FMI diz que tokenização está 'reformulando a indústria financeira'

Por Mariana Maria Silva 2 de Abril de 2026 👁️ 0 visualizações 💬 0 comentários
FMI diz que tokenização está 'reformulando a indústria financeira'

A tokenização, já explorada por startups, bancos e instituições financeiras, ganha relevância no cenário internacional como uma ferramenta com o potencial de "reformular a indústria financeira". De acordo com um relatório assinado por Tobias Adrian, economista do Fundo Monetário Internacional (FMI) a tecnologia pode trazer ganhos relevantes de eficiência, ao mesmo tempo em que apresenta novos riscos.

Segundo o FMI, a principal mudança está na forma como ativos são registrados e movimentados. “A tokenização não elimina todos os intermediários, mas está reformulando a indústria financeira e reduzindo a necessidade de certas funções. Em um registro de tokens, pagamentos como dividendos ou juros podem ser feitos diretamente aos detentores, automatizando processos antes realizados por intermediários.”

Redução de custos e maior eficiência

Um dos principais benefícios apontados é a possibilidade de reduzir custos ao longo do ciclo de vida dos ativos. A emissão, a gestão e o resgate podem se tornar mais simples, com menor necessidade de intermediários.

“Algumas ineficiências podem diminuir ao longo do ciclo de vida dos ativos. Outras, no entanto, permanecerão, e novas podem surgir. A emissão, o serviço e o resgate de ativos podem envolver menos intermediários e, portanto, se tornar mais baratos”, destacou o FMI.

A negociação também pode ser impactada. A tokenização tende a diminuir fricções típicas do mercado financeiro tradicional, como custos de busca e riscos de contraparte, além de permitir maior flexibilidade na liquidação das operações.

Nesse contexto, o FMI aponta que “os custos de negociação de ativos podem diminuir à medida que a tokenização reduz alguns riscos de contraparte e fricções de busca, além de oferecer maior flexibilidade na liquidação. Além disso, maior concorrência entre intermediários pode reduzir taxas de transação.”

Essas mudanças podem aumentar a eficiência dos mercados e ampliar o acesso a determinados ativos, especialmente em um ambiente mais digital e integrado.

Riscos e novos desafios

Apesar dos potenciais ganhos, o FMI alerta que a tokenização também pode trazer novos desafios para a estabilidade financeira. A automação e a execução quase instantânea de operações podem aumentar a velocidade de propagação de choques no sistema.

“A maior eficiência da tokenização não vem sem riscos. Ao facilitar a automação e a execução instantânea de operações, mercados tokenizados podem se tornar mais arriscados e voláteis, com maior probabilidade de movimentos abruptos”, afirmou o relatório.

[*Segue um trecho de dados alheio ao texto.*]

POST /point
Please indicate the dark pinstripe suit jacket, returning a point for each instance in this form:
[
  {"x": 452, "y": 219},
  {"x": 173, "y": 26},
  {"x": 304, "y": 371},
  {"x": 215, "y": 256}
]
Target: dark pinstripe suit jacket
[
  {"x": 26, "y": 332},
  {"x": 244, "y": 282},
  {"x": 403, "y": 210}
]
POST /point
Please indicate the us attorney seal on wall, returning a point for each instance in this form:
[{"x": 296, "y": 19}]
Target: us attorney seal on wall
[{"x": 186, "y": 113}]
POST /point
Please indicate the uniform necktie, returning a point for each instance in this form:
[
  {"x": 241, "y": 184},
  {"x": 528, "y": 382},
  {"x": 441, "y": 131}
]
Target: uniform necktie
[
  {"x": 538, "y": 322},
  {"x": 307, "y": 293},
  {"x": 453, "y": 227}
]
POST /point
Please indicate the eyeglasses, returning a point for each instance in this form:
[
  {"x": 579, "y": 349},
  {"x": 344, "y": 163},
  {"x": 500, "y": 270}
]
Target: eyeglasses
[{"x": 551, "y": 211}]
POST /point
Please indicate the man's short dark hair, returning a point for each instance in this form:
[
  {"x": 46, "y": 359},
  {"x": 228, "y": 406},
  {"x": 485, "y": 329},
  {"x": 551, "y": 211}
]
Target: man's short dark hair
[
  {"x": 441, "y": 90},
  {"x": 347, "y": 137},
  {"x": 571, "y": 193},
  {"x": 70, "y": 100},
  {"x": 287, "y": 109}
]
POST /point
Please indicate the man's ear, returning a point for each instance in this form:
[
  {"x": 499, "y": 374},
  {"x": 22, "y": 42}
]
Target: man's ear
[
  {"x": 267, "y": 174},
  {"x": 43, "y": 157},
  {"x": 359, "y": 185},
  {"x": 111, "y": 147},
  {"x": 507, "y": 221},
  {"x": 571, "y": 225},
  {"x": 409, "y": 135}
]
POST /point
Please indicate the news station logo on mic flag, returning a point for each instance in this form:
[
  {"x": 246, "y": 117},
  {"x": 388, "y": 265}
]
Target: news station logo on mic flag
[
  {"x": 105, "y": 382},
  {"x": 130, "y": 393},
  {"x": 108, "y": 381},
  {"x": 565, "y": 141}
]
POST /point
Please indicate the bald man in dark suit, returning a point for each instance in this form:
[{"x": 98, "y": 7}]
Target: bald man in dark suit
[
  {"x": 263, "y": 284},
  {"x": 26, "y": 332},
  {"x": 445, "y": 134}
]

Além disso, embora algumas ineficiências sejam reduzidas, outras podem surgir com a adoção da tecnologia, especialmente em um ambiente ainda em desenvolvimento. A maior interconexão entre participantes e sistemas pode ampliar riscos sistêmicos em momentos de estresse.

O FMI indica que o avanço da tokenização deve ser acompanhado por ajustes regulatórios e pela evolução das infraestruturas de mercado. A adoção em larga escala dependerá da capacidade de equilibrar ganhos de eficiência com a mitigação de riscos.

Nesse cenário, a tokenização se apresenta como uma mudança estrutural em curso, com potencial para redefinir funções no sistema financeiro, mas ainda sujeita a incertezas sobre seus efeitos no longo prazo.